1) Cada cual tiene sus relatos personales, bien guardados en su almario -mejor que armario: aviso para el corrector de imprenta-, aunque no los narre nunca a los demás y ni siquiera a sí mismo.

2) Las narraciones de la autobiografía explícita o tácita propia son los mitos personales de cada cual: relatos originados en parte en la interpretación de pasadas experiencias, y en eso intransferibles; pero nacidos también de la interiorización de mitos y relatos colectivos.

3) Dime qué historias te cuentas a tí mismo y te diré quién eres, cómo sientes.

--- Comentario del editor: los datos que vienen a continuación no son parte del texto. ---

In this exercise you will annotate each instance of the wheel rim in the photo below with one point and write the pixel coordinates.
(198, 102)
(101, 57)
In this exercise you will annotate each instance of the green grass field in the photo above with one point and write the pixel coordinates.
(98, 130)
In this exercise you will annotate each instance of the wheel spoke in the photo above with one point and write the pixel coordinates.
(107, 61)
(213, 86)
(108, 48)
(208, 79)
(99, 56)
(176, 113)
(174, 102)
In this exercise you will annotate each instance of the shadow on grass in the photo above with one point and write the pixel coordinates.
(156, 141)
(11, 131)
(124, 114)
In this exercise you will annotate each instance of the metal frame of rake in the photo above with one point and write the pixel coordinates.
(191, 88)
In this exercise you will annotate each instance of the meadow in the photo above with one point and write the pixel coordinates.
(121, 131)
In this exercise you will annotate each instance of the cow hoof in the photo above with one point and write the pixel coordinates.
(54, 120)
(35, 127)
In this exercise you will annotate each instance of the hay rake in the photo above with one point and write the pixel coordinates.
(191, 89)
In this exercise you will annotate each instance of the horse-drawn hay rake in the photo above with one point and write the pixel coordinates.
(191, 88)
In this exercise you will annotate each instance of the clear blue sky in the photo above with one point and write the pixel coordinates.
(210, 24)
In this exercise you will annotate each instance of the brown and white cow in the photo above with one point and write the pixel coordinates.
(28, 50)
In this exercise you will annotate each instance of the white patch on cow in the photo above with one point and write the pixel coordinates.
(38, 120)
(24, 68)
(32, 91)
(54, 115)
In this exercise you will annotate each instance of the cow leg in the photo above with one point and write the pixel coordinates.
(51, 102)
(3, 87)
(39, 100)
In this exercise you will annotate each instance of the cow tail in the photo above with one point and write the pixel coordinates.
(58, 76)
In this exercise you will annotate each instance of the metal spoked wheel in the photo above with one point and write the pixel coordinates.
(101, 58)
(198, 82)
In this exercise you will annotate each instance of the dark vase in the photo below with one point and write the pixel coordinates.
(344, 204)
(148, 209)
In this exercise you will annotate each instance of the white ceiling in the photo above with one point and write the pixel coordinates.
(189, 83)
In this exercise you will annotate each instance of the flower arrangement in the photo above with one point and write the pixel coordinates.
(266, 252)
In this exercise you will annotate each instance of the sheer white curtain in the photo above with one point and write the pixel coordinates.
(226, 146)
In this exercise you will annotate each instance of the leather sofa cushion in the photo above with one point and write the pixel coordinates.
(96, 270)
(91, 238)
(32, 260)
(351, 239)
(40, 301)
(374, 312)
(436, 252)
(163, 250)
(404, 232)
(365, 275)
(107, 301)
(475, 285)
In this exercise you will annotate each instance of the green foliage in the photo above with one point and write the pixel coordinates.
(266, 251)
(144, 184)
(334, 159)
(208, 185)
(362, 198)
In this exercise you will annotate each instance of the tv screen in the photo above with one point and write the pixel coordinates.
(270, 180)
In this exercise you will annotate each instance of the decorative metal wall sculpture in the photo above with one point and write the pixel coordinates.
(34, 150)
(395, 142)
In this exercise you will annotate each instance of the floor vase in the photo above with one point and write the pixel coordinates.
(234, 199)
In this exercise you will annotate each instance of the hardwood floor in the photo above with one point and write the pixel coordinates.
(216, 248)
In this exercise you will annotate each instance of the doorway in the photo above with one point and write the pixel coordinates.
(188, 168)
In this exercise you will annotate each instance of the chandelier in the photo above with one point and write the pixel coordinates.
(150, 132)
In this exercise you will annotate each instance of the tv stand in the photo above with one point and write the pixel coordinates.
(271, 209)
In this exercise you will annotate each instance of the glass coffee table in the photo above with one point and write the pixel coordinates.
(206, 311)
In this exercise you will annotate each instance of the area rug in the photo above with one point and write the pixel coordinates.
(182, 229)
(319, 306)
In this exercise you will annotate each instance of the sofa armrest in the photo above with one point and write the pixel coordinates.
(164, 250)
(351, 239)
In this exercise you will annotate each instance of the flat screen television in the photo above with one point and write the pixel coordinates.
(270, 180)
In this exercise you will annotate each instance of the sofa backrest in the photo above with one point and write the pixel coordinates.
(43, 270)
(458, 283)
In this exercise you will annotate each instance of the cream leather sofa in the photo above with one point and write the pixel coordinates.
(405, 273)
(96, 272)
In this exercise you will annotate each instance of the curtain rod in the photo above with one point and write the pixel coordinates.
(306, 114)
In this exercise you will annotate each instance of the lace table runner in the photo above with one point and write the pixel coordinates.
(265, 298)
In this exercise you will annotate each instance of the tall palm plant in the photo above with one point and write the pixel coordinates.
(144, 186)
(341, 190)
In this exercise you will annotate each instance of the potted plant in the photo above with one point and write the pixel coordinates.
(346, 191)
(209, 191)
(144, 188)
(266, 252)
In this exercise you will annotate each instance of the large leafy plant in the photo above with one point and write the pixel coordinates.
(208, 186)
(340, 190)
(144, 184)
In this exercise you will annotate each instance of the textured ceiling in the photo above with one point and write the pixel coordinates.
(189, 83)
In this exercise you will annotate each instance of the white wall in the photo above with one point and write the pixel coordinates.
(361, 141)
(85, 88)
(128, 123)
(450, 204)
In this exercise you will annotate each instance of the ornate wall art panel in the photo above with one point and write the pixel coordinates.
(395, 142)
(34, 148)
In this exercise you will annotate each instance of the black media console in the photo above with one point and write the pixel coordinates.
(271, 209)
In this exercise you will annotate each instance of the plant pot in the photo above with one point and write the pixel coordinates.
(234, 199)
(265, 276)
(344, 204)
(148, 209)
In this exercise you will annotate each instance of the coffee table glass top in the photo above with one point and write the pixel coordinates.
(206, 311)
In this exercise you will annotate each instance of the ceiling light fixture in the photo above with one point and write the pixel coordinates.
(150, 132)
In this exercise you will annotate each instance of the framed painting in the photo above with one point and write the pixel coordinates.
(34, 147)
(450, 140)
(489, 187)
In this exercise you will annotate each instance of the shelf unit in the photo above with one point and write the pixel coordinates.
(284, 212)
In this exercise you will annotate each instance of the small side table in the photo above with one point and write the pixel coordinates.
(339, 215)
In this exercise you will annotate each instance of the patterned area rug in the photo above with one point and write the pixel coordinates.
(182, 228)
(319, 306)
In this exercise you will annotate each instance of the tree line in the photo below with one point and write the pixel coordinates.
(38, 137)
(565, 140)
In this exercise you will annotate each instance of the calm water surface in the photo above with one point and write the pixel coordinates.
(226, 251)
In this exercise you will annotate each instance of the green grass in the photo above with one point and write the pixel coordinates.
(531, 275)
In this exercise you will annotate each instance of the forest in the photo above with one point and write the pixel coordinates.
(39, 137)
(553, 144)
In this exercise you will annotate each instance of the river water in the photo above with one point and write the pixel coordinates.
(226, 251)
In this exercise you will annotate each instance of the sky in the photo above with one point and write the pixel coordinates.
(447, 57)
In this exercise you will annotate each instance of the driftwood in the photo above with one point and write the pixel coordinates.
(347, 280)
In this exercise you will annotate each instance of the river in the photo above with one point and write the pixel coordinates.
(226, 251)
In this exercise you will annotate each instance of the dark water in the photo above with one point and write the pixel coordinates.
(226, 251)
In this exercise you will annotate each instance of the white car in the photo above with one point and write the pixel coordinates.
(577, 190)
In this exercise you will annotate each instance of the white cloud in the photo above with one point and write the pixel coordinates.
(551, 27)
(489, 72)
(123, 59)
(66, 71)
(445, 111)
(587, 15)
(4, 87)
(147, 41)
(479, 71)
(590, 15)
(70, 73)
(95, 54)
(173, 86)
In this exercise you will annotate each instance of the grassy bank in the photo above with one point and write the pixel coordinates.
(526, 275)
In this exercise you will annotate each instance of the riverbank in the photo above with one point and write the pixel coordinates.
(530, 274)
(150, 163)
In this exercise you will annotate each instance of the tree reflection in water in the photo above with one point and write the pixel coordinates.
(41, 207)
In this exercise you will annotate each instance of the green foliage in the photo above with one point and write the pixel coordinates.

4) Los relatos de autobiografía contribuyen de modo notable a la conciencia del sentido de la vida, a la estructuración de las emociones y, en definitiva, a sentimientos de felicidad o de desdicha. A falta de esos relatos la vida aparece desordenada, inconexa, desquiciada.

5) Es posible modificar los esquemas cognitivos, las imágenes de la memoria sensorial, las autonarraciones.

6) Cuéntate a tí mismo otras historias y serás otro: puedes fabricarte otro yo, otros sentimientos, si no te gustan los que tienes; y presumiblemente serás entonces más feliz.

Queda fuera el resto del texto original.